Curtis Malik

Personal information
- Born: 26 July 1999 (age 27) Redhill, England
- Website: maliksquash.pro

Sport
- Country: British (English)
- Retired: Active
- Racquet used: Mantis

Men's singles
- Highest ranking: No. 26 (May 2026)
- Current ranking: No. 26 (May 2026)
- Title: 10

Medal record
Men's squash
Representing England
World Team Championships
| Silver medal – second place | 2024 Hong Kong | Team |
European Team Championships
| Gold medal – first place | 2023 Helsinki | Team |
| Gold medal – first place | 2024 Uster | Team |
| Gold medal – first place | 2025 Wrocław | Team |
| Gold medal – first place | 2026 Amsterdam | Team |

= Curtis Malik =

English squash player

Curtis Malik (born 26 July 1999) is an English professional squash player. He reached a career high ranking of 26 in the world during May 2026.

== Career ==
After joining the PSA Tour and reached his first final in 2022, in the Hit and Run Sport Challenger.

By the start of 2022 he had reached the world's top 100 players and won the Holmes Naden Prestbury Squash Open, the Commercial Water Solutions Grange Challenger and the Colin Payne Kent Open. In April 2023, he hit a career best world ranking (at the time) of 53. He was a member of the England team that won the 2023 European Squash Team Championships. In May 2024, Malik helped England win retain the title at the 2024 European Team Championships.

In December 2024, Malik won a silver medal with England, at the 2024 Men's World Team Squash Championships in Hong Kong. In the final he went close to defeating Mazen Hesham in the opening match.

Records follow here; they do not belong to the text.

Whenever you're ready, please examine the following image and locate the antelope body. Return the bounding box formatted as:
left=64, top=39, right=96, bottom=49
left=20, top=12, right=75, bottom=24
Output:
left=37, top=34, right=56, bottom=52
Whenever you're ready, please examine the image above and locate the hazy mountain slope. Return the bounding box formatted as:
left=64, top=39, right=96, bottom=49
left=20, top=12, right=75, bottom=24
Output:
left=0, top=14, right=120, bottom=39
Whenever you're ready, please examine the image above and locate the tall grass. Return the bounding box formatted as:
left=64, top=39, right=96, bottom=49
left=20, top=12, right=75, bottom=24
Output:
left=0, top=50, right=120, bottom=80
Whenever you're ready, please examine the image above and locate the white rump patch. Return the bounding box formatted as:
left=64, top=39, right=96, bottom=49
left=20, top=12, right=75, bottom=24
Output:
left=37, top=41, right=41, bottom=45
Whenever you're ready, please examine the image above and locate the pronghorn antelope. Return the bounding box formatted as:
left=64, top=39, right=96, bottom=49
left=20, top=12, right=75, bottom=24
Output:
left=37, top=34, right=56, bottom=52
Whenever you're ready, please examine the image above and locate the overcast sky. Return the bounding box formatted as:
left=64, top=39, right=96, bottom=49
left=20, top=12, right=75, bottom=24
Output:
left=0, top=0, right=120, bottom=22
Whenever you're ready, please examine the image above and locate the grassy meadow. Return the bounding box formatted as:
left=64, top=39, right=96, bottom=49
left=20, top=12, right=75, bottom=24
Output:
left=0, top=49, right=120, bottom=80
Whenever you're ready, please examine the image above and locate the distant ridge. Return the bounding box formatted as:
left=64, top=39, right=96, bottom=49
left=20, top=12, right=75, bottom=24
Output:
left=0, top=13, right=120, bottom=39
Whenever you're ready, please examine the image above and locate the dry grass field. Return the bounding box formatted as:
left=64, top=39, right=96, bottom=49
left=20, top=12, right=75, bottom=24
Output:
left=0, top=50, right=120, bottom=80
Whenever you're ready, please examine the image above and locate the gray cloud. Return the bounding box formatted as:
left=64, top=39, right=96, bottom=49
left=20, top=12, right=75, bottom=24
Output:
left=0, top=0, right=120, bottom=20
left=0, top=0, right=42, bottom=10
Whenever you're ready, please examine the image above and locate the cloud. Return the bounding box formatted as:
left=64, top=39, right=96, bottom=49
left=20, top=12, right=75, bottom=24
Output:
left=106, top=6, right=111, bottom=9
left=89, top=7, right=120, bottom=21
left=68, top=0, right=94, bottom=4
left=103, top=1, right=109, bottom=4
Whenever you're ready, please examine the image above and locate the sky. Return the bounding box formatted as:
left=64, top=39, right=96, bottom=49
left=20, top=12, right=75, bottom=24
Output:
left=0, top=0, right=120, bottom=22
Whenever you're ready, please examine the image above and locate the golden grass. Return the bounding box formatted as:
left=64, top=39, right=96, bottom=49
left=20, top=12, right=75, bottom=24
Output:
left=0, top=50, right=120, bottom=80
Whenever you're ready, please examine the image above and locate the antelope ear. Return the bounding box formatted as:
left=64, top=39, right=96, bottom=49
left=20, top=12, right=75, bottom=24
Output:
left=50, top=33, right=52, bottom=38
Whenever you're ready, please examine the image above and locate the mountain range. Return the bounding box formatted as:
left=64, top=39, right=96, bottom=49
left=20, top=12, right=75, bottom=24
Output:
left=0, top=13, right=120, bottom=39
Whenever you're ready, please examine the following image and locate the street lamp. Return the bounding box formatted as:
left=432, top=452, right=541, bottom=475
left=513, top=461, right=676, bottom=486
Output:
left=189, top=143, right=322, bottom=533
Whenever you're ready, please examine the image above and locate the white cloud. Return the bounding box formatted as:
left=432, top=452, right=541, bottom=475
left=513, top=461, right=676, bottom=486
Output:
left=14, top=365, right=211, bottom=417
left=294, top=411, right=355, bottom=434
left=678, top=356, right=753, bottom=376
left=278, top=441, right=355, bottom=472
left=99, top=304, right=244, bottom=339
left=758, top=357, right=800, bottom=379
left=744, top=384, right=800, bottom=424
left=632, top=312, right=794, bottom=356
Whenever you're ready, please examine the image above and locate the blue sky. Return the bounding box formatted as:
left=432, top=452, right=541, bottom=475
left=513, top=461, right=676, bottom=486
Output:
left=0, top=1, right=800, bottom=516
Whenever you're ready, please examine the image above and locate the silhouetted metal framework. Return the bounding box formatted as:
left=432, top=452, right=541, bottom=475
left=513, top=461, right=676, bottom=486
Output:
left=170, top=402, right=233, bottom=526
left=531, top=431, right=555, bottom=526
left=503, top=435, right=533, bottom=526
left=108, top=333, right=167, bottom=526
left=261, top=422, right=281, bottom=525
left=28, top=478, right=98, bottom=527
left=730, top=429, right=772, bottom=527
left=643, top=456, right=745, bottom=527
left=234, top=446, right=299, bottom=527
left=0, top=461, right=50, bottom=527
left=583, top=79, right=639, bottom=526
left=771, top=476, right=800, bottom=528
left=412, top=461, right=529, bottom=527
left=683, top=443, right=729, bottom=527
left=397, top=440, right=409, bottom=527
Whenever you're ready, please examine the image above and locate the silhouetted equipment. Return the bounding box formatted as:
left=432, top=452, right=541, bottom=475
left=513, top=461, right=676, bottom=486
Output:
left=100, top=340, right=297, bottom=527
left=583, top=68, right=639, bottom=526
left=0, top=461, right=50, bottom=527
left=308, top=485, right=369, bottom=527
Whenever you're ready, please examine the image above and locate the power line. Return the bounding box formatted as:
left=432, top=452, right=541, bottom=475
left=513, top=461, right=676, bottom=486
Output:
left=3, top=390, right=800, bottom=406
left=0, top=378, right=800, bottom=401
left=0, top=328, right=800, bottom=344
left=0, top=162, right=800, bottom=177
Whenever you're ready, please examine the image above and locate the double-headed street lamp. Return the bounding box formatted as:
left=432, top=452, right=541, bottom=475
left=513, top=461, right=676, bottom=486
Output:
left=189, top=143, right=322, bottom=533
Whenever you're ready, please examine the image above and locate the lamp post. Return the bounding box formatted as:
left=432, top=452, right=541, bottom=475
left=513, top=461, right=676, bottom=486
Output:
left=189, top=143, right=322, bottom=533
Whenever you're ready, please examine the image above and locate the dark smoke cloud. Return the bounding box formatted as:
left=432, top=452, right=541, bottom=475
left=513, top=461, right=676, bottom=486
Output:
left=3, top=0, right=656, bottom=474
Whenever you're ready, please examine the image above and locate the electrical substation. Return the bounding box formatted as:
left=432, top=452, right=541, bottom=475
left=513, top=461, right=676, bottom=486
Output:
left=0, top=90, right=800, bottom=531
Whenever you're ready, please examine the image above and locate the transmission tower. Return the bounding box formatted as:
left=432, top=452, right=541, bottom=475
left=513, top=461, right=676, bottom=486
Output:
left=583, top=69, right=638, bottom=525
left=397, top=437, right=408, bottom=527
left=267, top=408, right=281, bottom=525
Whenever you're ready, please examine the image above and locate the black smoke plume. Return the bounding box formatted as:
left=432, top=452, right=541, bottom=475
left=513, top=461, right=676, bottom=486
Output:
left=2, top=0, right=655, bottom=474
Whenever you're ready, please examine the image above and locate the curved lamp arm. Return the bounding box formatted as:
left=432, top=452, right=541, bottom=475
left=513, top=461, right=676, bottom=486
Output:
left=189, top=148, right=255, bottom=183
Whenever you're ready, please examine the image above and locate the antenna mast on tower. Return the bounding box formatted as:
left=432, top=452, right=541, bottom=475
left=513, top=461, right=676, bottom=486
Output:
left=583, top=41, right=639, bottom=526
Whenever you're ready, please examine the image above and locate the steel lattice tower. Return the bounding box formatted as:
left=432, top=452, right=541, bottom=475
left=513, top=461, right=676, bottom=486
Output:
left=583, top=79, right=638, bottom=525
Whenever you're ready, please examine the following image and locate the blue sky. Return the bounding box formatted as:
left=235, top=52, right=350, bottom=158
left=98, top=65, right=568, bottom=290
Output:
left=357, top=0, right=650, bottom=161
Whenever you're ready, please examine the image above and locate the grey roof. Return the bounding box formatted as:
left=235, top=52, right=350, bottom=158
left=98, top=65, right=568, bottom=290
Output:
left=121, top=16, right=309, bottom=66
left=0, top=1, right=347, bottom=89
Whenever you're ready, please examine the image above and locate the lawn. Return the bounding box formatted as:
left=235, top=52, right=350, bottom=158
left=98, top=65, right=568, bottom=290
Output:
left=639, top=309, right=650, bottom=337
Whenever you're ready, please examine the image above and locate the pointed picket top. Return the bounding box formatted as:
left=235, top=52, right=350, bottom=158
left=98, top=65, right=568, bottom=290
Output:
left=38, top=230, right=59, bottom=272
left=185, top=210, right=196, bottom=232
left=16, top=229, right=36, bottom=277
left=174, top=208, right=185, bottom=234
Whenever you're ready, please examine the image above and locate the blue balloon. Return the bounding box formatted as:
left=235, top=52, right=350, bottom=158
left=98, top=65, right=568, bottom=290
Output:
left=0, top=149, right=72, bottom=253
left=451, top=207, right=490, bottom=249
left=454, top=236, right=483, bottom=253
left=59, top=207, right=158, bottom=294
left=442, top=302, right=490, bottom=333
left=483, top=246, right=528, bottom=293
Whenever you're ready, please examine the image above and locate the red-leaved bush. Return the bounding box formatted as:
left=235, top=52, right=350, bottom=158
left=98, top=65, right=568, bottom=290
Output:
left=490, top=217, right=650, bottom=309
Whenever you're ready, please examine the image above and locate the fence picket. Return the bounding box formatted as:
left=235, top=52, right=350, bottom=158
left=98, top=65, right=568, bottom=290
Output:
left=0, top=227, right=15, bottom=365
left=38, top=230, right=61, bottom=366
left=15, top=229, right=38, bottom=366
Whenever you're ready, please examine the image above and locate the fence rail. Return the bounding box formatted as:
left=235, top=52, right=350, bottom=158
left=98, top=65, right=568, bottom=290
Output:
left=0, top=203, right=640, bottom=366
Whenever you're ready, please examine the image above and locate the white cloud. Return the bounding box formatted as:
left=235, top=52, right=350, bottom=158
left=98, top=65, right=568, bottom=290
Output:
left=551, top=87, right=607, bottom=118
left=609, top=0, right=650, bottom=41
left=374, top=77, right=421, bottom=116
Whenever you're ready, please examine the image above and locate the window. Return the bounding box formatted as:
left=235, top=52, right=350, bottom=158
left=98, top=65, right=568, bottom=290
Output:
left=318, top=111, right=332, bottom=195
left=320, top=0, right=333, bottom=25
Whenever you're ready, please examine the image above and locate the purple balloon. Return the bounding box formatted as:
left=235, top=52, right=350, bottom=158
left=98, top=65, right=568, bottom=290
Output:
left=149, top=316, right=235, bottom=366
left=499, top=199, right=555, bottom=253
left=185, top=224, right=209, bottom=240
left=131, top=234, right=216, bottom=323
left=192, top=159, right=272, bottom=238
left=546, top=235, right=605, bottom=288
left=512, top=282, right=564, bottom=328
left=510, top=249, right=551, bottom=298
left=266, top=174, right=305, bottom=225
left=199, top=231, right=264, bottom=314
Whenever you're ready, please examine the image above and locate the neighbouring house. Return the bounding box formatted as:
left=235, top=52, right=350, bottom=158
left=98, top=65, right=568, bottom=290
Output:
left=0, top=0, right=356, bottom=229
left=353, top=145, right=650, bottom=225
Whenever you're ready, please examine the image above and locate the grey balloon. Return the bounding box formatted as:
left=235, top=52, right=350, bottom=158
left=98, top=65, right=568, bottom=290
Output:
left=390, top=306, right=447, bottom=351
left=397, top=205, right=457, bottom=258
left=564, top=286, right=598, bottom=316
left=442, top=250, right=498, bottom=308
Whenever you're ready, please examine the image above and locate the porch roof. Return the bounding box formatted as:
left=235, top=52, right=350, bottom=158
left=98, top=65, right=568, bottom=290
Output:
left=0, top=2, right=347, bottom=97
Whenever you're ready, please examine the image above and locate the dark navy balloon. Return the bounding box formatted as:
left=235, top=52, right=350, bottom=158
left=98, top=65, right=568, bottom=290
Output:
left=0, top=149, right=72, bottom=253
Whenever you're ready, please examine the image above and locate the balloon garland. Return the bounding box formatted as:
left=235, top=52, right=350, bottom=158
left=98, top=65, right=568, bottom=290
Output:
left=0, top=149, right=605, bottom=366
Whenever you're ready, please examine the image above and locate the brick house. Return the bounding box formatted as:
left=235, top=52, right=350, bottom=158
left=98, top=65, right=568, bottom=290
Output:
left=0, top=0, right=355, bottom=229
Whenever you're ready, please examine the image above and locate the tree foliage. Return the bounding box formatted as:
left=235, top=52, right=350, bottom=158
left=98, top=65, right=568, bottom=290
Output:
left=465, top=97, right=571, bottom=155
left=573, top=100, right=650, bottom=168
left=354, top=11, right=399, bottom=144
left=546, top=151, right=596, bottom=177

In March 2025, Malik won his 10th PSA title after securing victory in the Manitoba Open during the 2024–25 PSA Squash Tour. In May 2025, Malik was part of the England team that won the gold medal at the 2025 European Squash Team Championships in Wrocław, Poland and the 2026 European Team Championships in Amsterdam.

== Family ==
His siblings Perry, Torrie, Heston and Bailey are all professional squash players.